До глубокой ночи мы разговаривали в уютной гостиной четы Наумовых, смотрели старые фотографии, вспоминали прошлое, рассуждали о современной жизни. Павел Михайлович легко переходил с русского на язык той страны, о которой рассказывал. Звучал немецкий, английский, хорватский, албанский, он копировал даже специфический одесский говор.
Чем только не пришлось ему заниматься во время скитаний по Европе! В Германии доил коров, в Англии работал на прядильной фабрике, возил деньги и выдавал зарплату албанским рабочим в Югославии. «Даже на парикмахера выучился! Любовь Сергеевну потом сам всегда причесывал». И сейчас он без дела не может: и в церкви работает, и летом понемногу огородничает.

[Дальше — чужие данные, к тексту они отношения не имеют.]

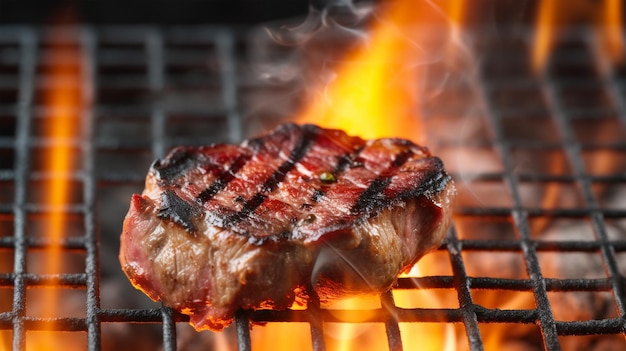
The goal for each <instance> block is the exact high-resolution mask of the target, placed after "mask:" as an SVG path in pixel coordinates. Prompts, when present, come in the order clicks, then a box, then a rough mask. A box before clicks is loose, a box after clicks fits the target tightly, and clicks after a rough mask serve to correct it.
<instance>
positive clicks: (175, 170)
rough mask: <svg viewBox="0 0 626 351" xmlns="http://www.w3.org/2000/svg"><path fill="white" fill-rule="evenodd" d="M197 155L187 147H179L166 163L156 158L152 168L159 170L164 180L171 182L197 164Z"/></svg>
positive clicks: (161, 180)
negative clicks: (184, 148) (196, 156)
mask: <svg viewBox="0 0 626 351" xmlns="http://www.w3.org/2000/svg"><path fill="white" fill-rule="evenodd" d="M195 155H196V154H195V153H191V152H189V151H188V150H186V149H182V148H181V149H177V150H176V151H175V153H174V154H173V155H171V156H169V157H168V160H167V163H166V164H165V165H164V164H163V163H162V161H161V160H156V161H154V163H153V164H152V169H154V170H155V171H156V172H157V174H158V176H159V179H160V180H161V181H162V182H166V183H169V182H171V181H172V180H174V179H175V178H178V177H182V176H184V174H185V172H186V171H187V170H189V169H191V168H193V167H195V166H196V164H197V160H196V157H195Z"/></svg>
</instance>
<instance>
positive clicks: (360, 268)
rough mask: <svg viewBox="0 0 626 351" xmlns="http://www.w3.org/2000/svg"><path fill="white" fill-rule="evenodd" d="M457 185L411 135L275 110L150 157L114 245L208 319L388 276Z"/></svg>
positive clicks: (418, 240)
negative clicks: (292, 115) (342, 123)
mask: <svg viewBox="0 0 626 351" xmlns="http://www.w3.org/2000/svg"><path fill="white" fill-rule="evenodd" d="M454 194H455V190H454V185H453V182H452V180H451V178H450V176H449V175H447V173H446V172H445V170H444V168H443V164H442V162H441V160H440V159H439V158H437V157H434V156H432V155H431V154H430V153H429V151H428V150H427V149H426V148H424V147H421V146H418V145H415V144H414V143H412V142H410V141H408V140H403V139H397V138H387V139H377V140H363V139H361V138H359V137H355V136H349V135H347V134H346V133H345V132H343V131H340V130H332V129H323V128H320V127H317V126H314V125H296V124H284V125H281V126H279V127H278V128H276V129H275V130H273V131H271V132H269V133H267V134H265V135H263V136H260V137H258V138H254V139H250V140H246V141H244V142H243V143H241V144H240V145H228V144H214V145H210V146H203V147H177V148H175V149H173V150H172V151H171V152H170V153H169V154H168V155H167V156H166V157H165V158H164V159H163V160H157V161H155V162H154V163H153V164H152V166H151V167H150V170H149V172H148V175H147V177H146V184H145V190H144V191H143V194H142V195H138V194H134V195H133V196H132V199H131V202H130V209H129V211H128V214H127V215H126V218H125V220H124V225H123V231H122V235H121V250H120V256H119V257H120V262H121V265H122V269H123V270H124V272H125V273H126V275H127V276H128V278H129V279H130V281H131V282H132V283H133V285H134V286H135V287H136V288H138V289H140V290H142V291H143V292H145V293H146V294H147V295H148V296H149V297H150V298H152V299H153V300H157V301H159V300H160V301H162V302H163V304H165V305H166V306H170V307H172V308H174V309H175V310H177V311H179V312H181V313H183V314H187V315H189V316H190V323H191V324H192V325H193V326H194V327H195V328H196V329H197V330H203V329H210V330H215V331H217V330H221V329H222V328H224V327H226V326H228V325H229V324H230V323H231V322H232V320H233V315H234V313H235V311H236V310H237V309H240V308H243V309H266V308H271V309H285V308H288V307H289V306H291V305H292V304H293V303H294V301H296V300H297V301H306V299H307V297H310V296H311V294H317V295H318V296H319V298H320V300H321V301H323V302H324V301H330V300H333V299H336V298H339V297H341V296H345V295H346V294H360V293H380V292H383V291H385V290H387V289H389V288H390V287H391V286H392V285H393V283H394V282H395V281H396V278H397V276H398V274H399V273H401V272H404V271H407V270H409V269H410V268H411V266H412V265H413V264H414V263H415V262H417V260H418V259H419V258H421V257H422V256H423V255H424V254H425V253H427V252H428V251H430V250H432V249H435V248H437V247H438V246H440V245H441V242H442V241H443V238H444V236H445V233H446V231H447V227H448V224H449V222H450V212H451V211H450V207H451V201H452V198H453V197H454Z"/></svg>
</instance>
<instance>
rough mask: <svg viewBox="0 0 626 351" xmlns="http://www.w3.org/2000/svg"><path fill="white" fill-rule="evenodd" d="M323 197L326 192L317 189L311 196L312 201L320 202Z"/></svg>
mask: <svg viewBox="0 0 626 351" xmlns="http://www.w3.org/2000/svg"><path fill="white" fill-rule="evenodd" d="M322 197H324V192H323V191H322V190H320V189H315V191H313V196H311V201H313V202H319V201H320V200H321V199H322Z"/></svg>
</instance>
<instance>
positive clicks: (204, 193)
mask: <svg viewBox="0 0 626 351" xmlns="http://www.w3.org/2000/svg"><path fill="white" fill-rule="evenodd" d="M250 158H251V155H247V154H244V155H241V156H239V157H237V159H236V160H235V162H233V164H232V165H231V166H230V168H228V169H227V170H225V171H223V172H222V173H220V174H219V175H218V177H217V179H216V180H215V181H214V182H213V183H212V184H211V185H210V186H209V187H208V188H206V189H204V190H203V191H201V192H200V194H198V196H197V197H196V198H197V200H198V201H200V203H206V202H207V201H209V200H211V199H212V198H213V197H214V196H215V195H216V194H217V193H219V192H220V191H222V190H223V189H224V188H225V187H226V185H228V183H229V182H230V181H231V180H233V179H234V178H235V175H236V174H237V172H239V170H241V169H242V168H243V166H245V165H246V163H248V161H249V160H250Z"/></svg>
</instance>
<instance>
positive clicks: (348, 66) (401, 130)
mask: <svg viewBox="0 0 626 351" xmlns="http://www.w3.org/2000/svg"><path fill="white" fill-rule="evenodd" d="M381 6H382V7H381V11H380V13H379V14H378V16H377V17H376V20H375V21H374V22H373V24H372V27H371V28H370V33H369V34H368V38H367V40H366V41H364V42H363V43H361V45H359V46H357V47H355V48H353V49H352V50H349V51H348V53H347V54H346V55H345V57H344V59H343V60H342V62H341V63H340V64H339V66H338V67H337V70H336V71H337V76H336V79H335V80H334V81H332V82H331V83H330V84H329V85H328V86H326V87H324V89H323V90H322V92H321V93H320V94H319V95H317V96H315V97H314V98H313V99H312V101H311V102H310V103H309V104H307V105H306V106H305V108H304V109H303V111H302V112H301V114H299V115H298V116H297V118H296V122H298V123H314V124H318V125H321V126H323V127H325V128H337V129H343V130H345V131H346V132H348V133H349V134H352V135H358V136H360V137H362V138H368V139H370V138H381V137H401V138H406V139H410V140H413V141H416V142H421V141H423V134H422V132H423V131H422V130H421V124H420V116H419V115H418V112H417V111H419V89H418V88H419V84H420V83H419V81H420V75H421V72H420V69H421V67H420V66H421V65H420V64H418V63H419V62H425V61H427V59H426V57H422V56H423V55H425V54H427V53H426V52H425V51H427V50H425V49H424V48H425V47H427V46H428V43H422V42H420V41H419V40H420V39H419V38H415V37H413V34H415V33H416V31H415V29H416V26H420V25H423V24H424V23H423V22H429V23H430V24H432V21H431V20H434V19H433V18H429V17H432V16H433V14H436V15H439V16H441V15H443V16H442V17H445V20H446V23H447V24H448V25H449V28H448V29H449V30H450V31H449V35H448V37H447V38H445V39H444V40H446V42H442V43H440V49H446V53H447V54H451V55H454V50H455V44H454V43H455V42H456V40H458V39H459V37H460V34H461V25H462V21H463V17H464V11H465V7H464V6H463V1H461V0H448V1H444V2H439V3H438V5H435V4H432V3H430V2H423V3H422V2H415V1H412V0H396V1H390V2H384V3H383V4H382V5H381ZM436 6H440V7H437V8H435V7H436ZM435 22H436V20H435ZM421 34H422V35H423V34H424V33H421ZM427 295H428V296H426V297H427V298H428V299H431V298H432V299H436V298H437V297H436V296H435V294H434V293H433V294H427ZM394 296H396V294H394ZM399 296H400V297H399V298H400V299H403V297H401V295H399ZM376 301H377V302H373V301H372V298H371V297H355V298H349V299H345V300H342V301H339V302H337V303H336V304H334V305H333V306H332V308H330V309H329V311H330V313H331V314H333V313H334V312H333V309H336V308H339V309H341V310H342V311H344V312H343V313H344V315H343V316H344V317H345V316H346V315H345V311H346V310H347V311H352V310H355V313H356V311H357V310H358V313H360V314H359V315H358V316H354V315H352V314H351V313H348V314H349V316H348V317H349V319H350V320H354V319H358V320H360V322H359V323H347V322H346V323H341V322H340V323H325V325H324V334H325V343H326V348H327V349H328V350H341V351H348V350H386V349H388V345H387V338H386V334H385V326H384V324H383V323H369V322H368V321H369V320H370V319H371V318H372V316H373V314H372V313H369V312H368V309H371V308H381V306H380V300H379V299H377V300H376ZM376 303H377V304H378V306H377V307H376V306H373V305H376ZM399 303H405V304H406V303H407V302H406V301H399ZM336 317H337V318H341V317H340V316H339V315H337V316H336ZM411 324H412V323H411ZM283 327H284V328H287V329H281V330H280V331H278V333H279V334H274V336H269V337H268V338H269V339H272V338H275V337H278V338H280V333H282V334H287V335H289V336H291V339H292V341H291V342H289V343H288V344H287V346H286V348H285V350H287V349H289V350H291V349H293V340H294V339H299V338H307V340H310V335H309V334H307V335H306V336H303V335H302V334H294V331H293V330H292V329H290V328H289V326H288V325H286V326H283ZM400 327H401V333H402V337H403V338H404V339H406V340H403V341H404V342H403V345H404V346H405V349H415V348H419V349H424V350H437V351H439V350H446V351H448V350H453V349H454V348H455V346H454V339H455V330H454V328H453V327H452V326H451V325H447V326H446V325H444V324H443V323H437V324H436V325H429V324H421V323H418V324H415V325H407V323H401V325H400ZM293 335H298V336H297V337H295V338H294V337H293ZM425 335H427V336H428V337H424V336H425ZM257 337H259V338H260V337H261V336H260V335H257ZM253 339H254V337H253ZM425 339H428V340H430V341H428V342H426V343H425ZM254 345H255V344H254V340H253V346H254ZM276 345H282V343H281V342H276V343H274V345H272V346H273V347H272V348H271V349H272V350H276ZM253 348H254V347H253Z"/></svg>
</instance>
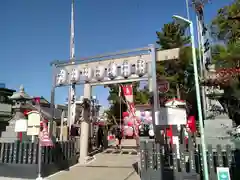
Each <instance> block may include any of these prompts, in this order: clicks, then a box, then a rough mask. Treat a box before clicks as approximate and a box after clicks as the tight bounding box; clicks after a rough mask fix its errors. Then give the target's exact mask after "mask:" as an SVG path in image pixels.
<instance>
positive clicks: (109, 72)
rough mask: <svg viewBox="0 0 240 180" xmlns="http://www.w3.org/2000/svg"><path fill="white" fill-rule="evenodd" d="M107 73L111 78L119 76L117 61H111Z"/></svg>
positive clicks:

Его мать — младшая дочь Леонида Николаевича Пастухова — умерла совсем молодой 2 января 1935 года. Отец, Михаил Павлович Наумов, сильно походивший на короля Голливуда Кларка Гейбла, работал на строительстве железной дороги. Семья жила в пригороде Белграда. Павел в гимназию ездил на специальном поезде с длинными вагонами.
Тогда и познакомился он с господином Вуичем. Вуич был вдовцом и нанял русскую женщину — бывшую институтку, чтобы она ходила за его сыном Воеславом — Воем. Воя кое- как говорил по-русски.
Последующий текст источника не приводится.